For some, the home-school effort and its attendant time and financial sacrifices have less to do with academic freedom and more with their view of systemic inequity.
“I was not a fan of a homogeneous group of black boys being the primary kids in special ed,” says Foxy Davison, a former SPS teacher who has home-schooled her three children the past seven years.
Davison’s assertion aligns with data from the SPS report card that showed 23.1 percent of black students are in special education. The figure is 13.1 percent for white students. Black students make up 14.9 percent of overall enrollment.
Nationally, black children are 40 percent more likely to be identified with special needs than white students.
Locally, such issues have coincided with a decrease in black enrollment: Between 2013 and 2018, the district had 569 fewer black students. Today black students make up 14.1 percent of the district’s enrollment, a decrease of nearly 2 percent during that time period.
Acknowledging the data and criticism, SPS says that with a new superintendent, Denise Juneau, comes a new approach to combating racial disparities.
“What is radically different from the past is that our leadership has acknowledged that the discrepancies experienced by our African American students is an adult issue. There is nothing wrong with our students,” said Brent Jones, Chief Officer of Equity, Partnerships and Engagement for the district.
While the city’s shrinking black population contributes to that decrease, some home-school families blame a one-size-fits-all approach that does not take a child’s background into consideration. They see it as a manifestation of how black children are devalued by a “white-dominated society.”
“We wanted to educate our children in a way that was loving, intentional and nontraumatizing,” said Mayet Way-Bokaana.
Since 2006 she’s partnered with her friend Marjon Heru, after both removed their kids from public school, to form Black Starline, an educational collective for black home-schoolers in the Greater Seattle area.
At its height, the collective enrolled more than 13 families attracted to the creativity and freedom of developing an African-centric curriculum.
“Best-kept secret”
Black teachers teaching black students as Seattle’s schools struggle with diversity hires is essential, according to Way-Bokaana and Heru.
A recent study by researchers at Johns Hopkins University showed that black elementary students with at least one black teacher were more likely to graduate from high school and enroll in college.
Along with adding black teachers, Jones says that SPS’ focus is on “adults taking responsibility for creating the conditions for African American students to be successful.” To that end, the district continues to provide racial equity training for its employees.
Data on SPS home-school families do not currently designate race. But on average, since 2014, about 389 families a year in Seattle have chosen the path.

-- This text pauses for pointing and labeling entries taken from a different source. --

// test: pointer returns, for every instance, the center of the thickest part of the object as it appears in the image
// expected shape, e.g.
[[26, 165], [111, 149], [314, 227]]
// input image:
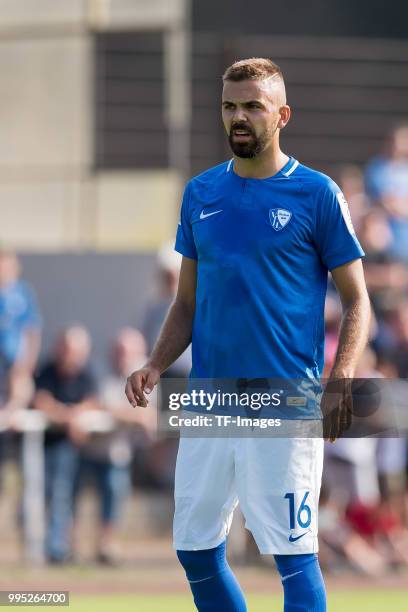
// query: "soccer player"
[[258, 235]]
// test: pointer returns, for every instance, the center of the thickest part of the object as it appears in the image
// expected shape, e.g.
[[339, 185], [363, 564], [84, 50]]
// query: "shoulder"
[[314, 180], [46, 373]]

Home-schooling does come with sacrifices. Numerous hours are spent developing and executing educational plans, hiring tutors and driving to lessons.
For some, there’s also concern about their children being educated in isolation.

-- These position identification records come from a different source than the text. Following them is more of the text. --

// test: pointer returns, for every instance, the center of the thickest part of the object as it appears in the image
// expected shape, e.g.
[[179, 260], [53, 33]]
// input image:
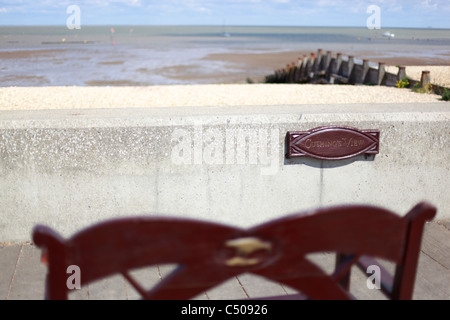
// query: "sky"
[[340, 13]]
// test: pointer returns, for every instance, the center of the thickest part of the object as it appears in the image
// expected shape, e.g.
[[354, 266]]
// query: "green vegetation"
[[404, 83], [446, 94], [427, 89]]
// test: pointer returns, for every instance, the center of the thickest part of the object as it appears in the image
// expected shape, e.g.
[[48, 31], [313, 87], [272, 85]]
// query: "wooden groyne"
[[323, 68]]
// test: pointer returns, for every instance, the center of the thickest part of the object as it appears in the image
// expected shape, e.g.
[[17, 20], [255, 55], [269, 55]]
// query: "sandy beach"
[[18, 98]]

“My real worry about home-schooling was my kids growing up socially awkward,” laughs Davison.
To curb that anxiety many home-schoolers take advantage of the district’s Cascade Parent Partnership Program.

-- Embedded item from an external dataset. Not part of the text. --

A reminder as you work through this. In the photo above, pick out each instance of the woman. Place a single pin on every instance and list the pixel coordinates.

The Alternative Learning Experience school in upper Queen Anne draws home-schoolers from around the city. Serving 178 K-8 students, it offers an a la carte education, allowing parents to select classes and teachers.
“It’s the district’s best kept secret,” says Principal Owen Gonder.
CJ, Georgia, and Karissa make the 45-minute drive there three days a week so they can take classes in robotics and art.
It’s a long drive. But for them, worth every second.